🐛 fix sonarqube missing CWE for deduplication #10178

quirinziessler · 2024-05-10T09:30:32Z

During the import of Sonarqube findings I got aware of an issue related with the deduplication on the parser. For some kind of findings a cwe is not provided but is mandatory for the deduplication algorithm by settings.dist.py.
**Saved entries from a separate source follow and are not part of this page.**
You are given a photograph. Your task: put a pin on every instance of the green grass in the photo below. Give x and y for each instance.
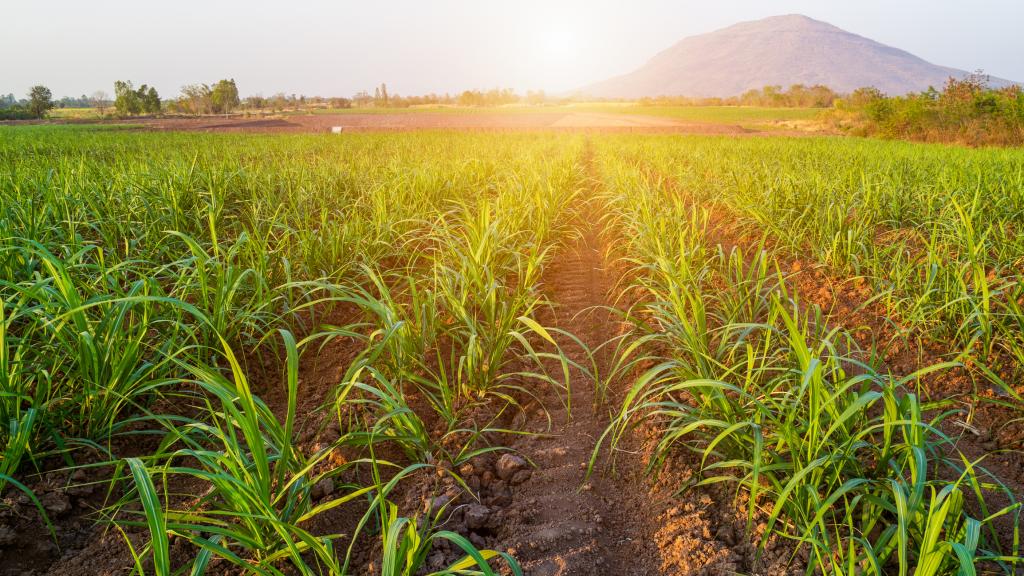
(144, 278)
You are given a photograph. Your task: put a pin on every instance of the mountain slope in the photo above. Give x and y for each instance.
(778, 50)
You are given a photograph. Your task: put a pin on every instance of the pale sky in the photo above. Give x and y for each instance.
(320, 47)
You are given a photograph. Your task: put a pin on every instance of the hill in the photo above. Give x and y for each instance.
(777, 50)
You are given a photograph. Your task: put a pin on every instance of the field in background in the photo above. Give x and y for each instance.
(593, 115)
(409, 352)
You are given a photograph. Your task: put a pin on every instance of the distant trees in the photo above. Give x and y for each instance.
(966, 111)
(40, 100)
(491, 97)
(130, 101)
(224, 96)
(99, 99)
(798, 95)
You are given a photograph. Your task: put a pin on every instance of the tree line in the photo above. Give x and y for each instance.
(966, 111)
(797, 95)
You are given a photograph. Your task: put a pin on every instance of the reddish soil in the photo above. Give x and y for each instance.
(568, 121)
(463, 120)
(537, 502)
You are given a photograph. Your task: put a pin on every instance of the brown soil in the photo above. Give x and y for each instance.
(467, 121)
(323, 123)
(548, 512)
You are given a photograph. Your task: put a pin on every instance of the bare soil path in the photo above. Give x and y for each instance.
(560, 523)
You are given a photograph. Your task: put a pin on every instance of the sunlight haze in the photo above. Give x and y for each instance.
(338, 48)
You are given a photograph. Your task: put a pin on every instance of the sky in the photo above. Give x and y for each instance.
(321, 47)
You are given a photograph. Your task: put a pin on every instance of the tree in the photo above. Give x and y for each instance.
(98, 99)
(40, 100)
(126, 99)
(150, 99)
(197, 98)
(224, 96)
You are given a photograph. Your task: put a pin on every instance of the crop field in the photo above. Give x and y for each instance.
(545, 353)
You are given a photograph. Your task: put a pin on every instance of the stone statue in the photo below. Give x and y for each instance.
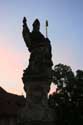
(40, 62)
(37, 77)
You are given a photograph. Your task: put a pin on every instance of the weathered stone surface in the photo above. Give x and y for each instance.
(37, 77)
The deduplication then falls back to the legacy dedupe hash model and the import takes longer than usual.

defectdojo-uwsgi-1  | [10/May/2024 07:38:28] WARNING [dojo.specific-loggers.deduplication:2746] Cannot compute hash_code based on configured fields because cwe is 0 for finding of title 'java:S3415_AYK2F0bHUOabgueBfBvD' found in file 'None'. Fallback to legacy mode for this finding.

I removed the cwe from the dedupe hash code and added other suitable values by extending the parser.

dryrunsecurity · 2024-05-10T09:30:55Z

Hi there 👋, @DryRunSecurity here, below is a summary of our analysis and findings.

DryRun Security	Status	Findings
Configured Codepaths Analyzer	✅	0 findings
Sensitive Files Analyzer	✅	0 findings
AppSec Analyzer	✅	0 findings
Authn/Authz Analyzer	✅	0 findings
Secrets Analyzer	✅	0 findings

Note

🟢 Risk threshold not exceeded.

Change Summary (click to expand)

The following is a summary of changes in this pull request made by me, your security buddy 🤖.
Note that this summary is auto-generated and not meant to be a definitive list of security issues
but rather a helpful summary from a security perspective.

Summary:

This pull request includes several changes across different files, all of which are focused on improving the security-related functionality and configuration of the DefectDojo application, an open-source vulnerability management tool.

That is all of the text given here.